He made me uneasy, a little. Maybe he sensed it, because he relaxed suddenly and sat back in his chair. "Well," he said, "that's what I wanted to say to you."

"I see," I said again.

"Will you come home with me, Charlotte?"

"I can't"

"You know she won't wake up. You heard what Dr. Porter said."

"Saul, I just can't," I said. "You go." And he did, after a minute. The rustle he made while getting himself together was an irritation. I waited, keeping my face turned aside, wondering why he paused so long at the door. But finally he was gone.

Then I had my mother to myself. For I couldn't let loose of her yet. She was like some unsolvable math problem you keep straining at, worrying the edges of, chafing and cursing. She had used me up, worn me out, and now was dying without answering any really important questions or telling me a single truth that mattered. A mound on the bed, opaque, intact. I was furious.

Around midnight, she said, There is too great a weight on my feet." I bent forward to look at her. In the bluish glow of the nightlight I could make out her small, dazed eyes. I said, "Mama?"

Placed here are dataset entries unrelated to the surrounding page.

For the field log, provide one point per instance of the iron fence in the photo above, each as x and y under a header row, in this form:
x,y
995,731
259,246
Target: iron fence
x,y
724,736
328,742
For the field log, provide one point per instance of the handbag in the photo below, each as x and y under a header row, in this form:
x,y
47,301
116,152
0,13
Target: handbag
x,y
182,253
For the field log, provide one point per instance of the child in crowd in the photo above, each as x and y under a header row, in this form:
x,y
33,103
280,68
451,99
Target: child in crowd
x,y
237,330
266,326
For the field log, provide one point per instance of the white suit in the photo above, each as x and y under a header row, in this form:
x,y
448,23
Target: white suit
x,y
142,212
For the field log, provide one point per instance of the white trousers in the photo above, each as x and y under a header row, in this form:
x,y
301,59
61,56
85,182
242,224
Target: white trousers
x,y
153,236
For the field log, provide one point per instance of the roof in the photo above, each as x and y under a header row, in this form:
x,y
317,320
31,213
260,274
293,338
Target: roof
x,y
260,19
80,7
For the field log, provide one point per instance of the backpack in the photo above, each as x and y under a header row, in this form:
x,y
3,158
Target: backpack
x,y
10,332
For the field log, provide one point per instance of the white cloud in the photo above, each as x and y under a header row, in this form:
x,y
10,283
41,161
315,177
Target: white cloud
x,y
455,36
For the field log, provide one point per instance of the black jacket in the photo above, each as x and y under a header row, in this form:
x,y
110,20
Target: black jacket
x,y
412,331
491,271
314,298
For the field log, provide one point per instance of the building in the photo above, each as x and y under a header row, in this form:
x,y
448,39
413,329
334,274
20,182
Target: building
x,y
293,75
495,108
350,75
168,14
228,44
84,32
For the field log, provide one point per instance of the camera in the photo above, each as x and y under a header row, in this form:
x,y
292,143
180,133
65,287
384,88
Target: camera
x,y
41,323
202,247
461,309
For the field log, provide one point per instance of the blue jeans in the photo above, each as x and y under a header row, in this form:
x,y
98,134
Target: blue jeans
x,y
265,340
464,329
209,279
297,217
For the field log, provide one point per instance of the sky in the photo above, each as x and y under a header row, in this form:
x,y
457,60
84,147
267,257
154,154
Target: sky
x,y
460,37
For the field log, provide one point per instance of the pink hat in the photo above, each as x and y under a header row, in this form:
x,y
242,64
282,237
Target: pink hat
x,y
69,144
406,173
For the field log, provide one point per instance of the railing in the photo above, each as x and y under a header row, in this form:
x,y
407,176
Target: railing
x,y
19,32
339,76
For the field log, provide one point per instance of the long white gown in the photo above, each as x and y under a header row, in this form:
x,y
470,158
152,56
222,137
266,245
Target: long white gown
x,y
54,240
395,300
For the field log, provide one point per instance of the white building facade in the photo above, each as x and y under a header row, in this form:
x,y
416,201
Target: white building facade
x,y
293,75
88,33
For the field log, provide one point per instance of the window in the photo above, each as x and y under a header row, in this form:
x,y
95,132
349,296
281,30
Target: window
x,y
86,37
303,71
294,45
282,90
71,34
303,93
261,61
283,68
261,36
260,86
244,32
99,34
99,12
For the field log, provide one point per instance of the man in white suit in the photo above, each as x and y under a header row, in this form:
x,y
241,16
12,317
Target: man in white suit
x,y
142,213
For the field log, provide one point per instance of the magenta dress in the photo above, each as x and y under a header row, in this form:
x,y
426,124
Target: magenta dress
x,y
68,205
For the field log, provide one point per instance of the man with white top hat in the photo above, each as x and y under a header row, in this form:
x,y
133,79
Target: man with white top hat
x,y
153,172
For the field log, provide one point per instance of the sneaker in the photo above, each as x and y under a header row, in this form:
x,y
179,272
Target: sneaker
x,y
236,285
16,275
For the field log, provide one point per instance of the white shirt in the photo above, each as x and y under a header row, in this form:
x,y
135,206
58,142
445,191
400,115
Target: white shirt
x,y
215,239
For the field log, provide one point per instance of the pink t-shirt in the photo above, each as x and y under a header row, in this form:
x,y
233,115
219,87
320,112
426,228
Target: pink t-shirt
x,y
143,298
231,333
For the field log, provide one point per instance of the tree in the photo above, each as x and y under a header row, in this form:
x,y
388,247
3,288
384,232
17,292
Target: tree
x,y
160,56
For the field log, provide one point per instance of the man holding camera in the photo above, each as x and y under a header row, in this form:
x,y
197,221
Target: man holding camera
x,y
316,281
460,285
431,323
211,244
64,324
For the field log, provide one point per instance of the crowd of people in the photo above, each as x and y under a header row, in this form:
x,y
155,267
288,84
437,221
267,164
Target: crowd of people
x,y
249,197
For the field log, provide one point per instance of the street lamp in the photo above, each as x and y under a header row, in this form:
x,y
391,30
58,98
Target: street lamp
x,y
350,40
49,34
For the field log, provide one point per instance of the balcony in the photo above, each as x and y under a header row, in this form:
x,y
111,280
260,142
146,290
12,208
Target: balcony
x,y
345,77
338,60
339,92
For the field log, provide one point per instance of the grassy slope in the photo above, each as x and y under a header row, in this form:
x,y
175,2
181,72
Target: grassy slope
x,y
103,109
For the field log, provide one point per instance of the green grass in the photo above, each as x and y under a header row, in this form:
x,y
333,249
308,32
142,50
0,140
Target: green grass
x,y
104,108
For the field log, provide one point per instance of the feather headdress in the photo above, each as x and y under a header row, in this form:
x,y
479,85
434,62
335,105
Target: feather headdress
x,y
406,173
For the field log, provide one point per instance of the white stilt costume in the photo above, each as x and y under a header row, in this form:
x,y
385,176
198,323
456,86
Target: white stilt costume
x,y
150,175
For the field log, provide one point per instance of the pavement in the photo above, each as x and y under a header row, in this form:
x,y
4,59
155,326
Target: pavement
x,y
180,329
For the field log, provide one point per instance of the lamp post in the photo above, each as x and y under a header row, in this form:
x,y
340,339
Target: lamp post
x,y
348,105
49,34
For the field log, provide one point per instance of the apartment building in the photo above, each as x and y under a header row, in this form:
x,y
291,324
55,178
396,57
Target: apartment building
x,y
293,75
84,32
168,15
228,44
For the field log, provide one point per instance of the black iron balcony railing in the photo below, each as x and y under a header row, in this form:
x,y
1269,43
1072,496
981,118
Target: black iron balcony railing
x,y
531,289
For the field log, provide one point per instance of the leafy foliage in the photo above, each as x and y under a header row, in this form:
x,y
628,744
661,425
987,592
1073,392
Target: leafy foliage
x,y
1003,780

"What is this on my feet?" she asked. Her voice was parched and broken. "And my arms, they're all strung up to something.

What's happened?"

"You're in the hospital," I told her.

"Take that blanket or whatever off my feet, please, Charlotte."

"Mama, are you all the way awake?"

"My feet'." I stood up and searched my skirt pockets, my blouse pocket, and nearly panicked, till I remembered my cardigan. "Mama," I said, "look." I turned on the reading lamp at the head of her bed. She flinched and closed her eyes. I held the photograph in front of her face. "Look, Mama."

"But the light."

"It's important," I told her. "Who is this a picture of?" She rolled her head back and forth, protesting, but opened her eyes a slit. Then closed them. "Oh, me," she said.

"Who is it, Mama?"

"Me, I said. Me as a child." I took the picture away and stared at it "Are you sure?" I asked.

She nodded, uninterested.

"But… I thought it would be your true daughter. The one they mixed up in the hospital."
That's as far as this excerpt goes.